The manufacturing bottleneck

Seven HummingSats sounds modest until you consider that legacy GEO manufacturers like Airbus and Thales Alenia Space have seen order books shrink to a handful of large spacecraft per year. The industry’s problem is no longer designing satellites — it is building enough of them, fast enough, at a price that closes deals.
SWISSto12 is using the Series C to expand manufacturing and integration capacity. The company’s 3D-printed radio-frequency components, a technology it patented before it began building complete satellites, are central to that scaling story. Fewer parts, lighter assemblies, and shorter integration cycles are what make the HummingSat cost structure work.
Whether that scales cleanly to dozens of satellites per year is the open question. Every small-satellite manufacturer that has tried to industrialize has run into the same wall: the qualification, testing and integration steps that dominate cost do not shrink linearly with hardware size.
The broader market signal
SWISSto12’s raise is part of a wider pattern. Launch economics are collapsing — a recent Cambridge-led analysis of more than 4,400 rocket launches flown since 1960, published in PNAS Nexus, projects the cost of putting a kilogram into low Earth orbit falling from $3,868 last year to $273 by 2040. Cheaper launch changes what kind of satellite makes economic sense to build.

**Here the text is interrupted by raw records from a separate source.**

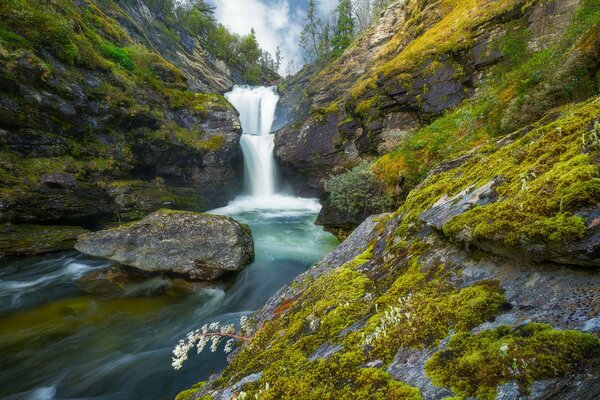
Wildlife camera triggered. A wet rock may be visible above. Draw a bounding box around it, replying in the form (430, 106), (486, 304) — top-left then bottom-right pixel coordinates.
(308, 343), (342, 361)
(0, 224), (88, 258)
(105, 180), (208, 221)
(40, 173), (77, 188)
(0, 183), (114, 226)
(77, 265), (151, 294)
(315, 200), (370, 240)
(254, 214), (389, 326)
(419, 179), (500, 229)
(75, 210), (254, 281)
(275, 114), (344, 195)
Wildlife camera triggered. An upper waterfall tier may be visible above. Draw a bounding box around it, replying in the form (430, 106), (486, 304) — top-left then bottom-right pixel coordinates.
(225, 86), (279, 136)
(225, 86), (279, 197)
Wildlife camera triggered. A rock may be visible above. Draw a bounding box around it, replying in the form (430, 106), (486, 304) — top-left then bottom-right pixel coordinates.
(40, 173), (77, 188)
(315, 200), (369, 240)
(105, 180), (208, 221)
(308, 343), (342, 361)
(419, 179), (500, 229)
(75, 210), (254, 281)
(77, 265), (207, 296)
(0, 224), (88, 258)
(77, 265), (151, 294)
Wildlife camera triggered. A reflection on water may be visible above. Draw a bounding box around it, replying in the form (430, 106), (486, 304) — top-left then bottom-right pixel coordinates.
(0, 196), (337, 400)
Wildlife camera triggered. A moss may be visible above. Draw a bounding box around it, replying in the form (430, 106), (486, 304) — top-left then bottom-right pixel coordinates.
(425, 323), (600, 399)
(175, 382), (206, 400)
(431, 98), (600, 247)
(102, 43), (135, 71)
(195, 233), (504, 399)
(311, 101), (340, 124)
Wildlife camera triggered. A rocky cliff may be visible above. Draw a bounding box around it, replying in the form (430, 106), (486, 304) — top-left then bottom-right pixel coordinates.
(0, 0), (246, 255)
(179, 0), (600, 400)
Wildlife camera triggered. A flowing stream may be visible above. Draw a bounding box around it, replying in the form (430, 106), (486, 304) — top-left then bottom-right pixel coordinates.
(0, 87), (337, 400)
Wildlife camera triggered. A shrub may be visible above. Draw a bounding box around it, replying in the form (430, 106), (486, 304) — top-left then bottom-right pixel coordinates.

Europe is also investing more aggressively in sovereign space infrastructure across the board, from new launch sites like Sweden’s Esrange to national Earth observation programs like Canada’s RADARSAT replacement. The through-line is that governments no longer treat orbital hardware as an optional line item.
De Rijk told SpaceNews that the company’s diversified position as both a payload provider and satellite integrator through HummingSat gives it significant market potential across all orbits.
What to watch
The 2027 SES delivery is the milestone that matters. Every small-GEO program lives or dies on its first flight article — the moment when engineering ambition meets orbital reality. Astranis has flown; SWISSto12 has not yet.
If the first HummingSat performs as advertised, the seven-satellite backlog becomes a proof point, and the $500 million contract book turns into a manufacturing pipeline. If it doesn’t, or if it slips, the company’s growth curve compresses against a market window that other entrants are actively trying to close.
The Series C buys time and capacity. It does not buy certainty. The next 18 months, and specifically what rolls off the integration floor in Renens in 2027, will determine whether small GEO becomes a durable segment or a transitional one on the way to something else.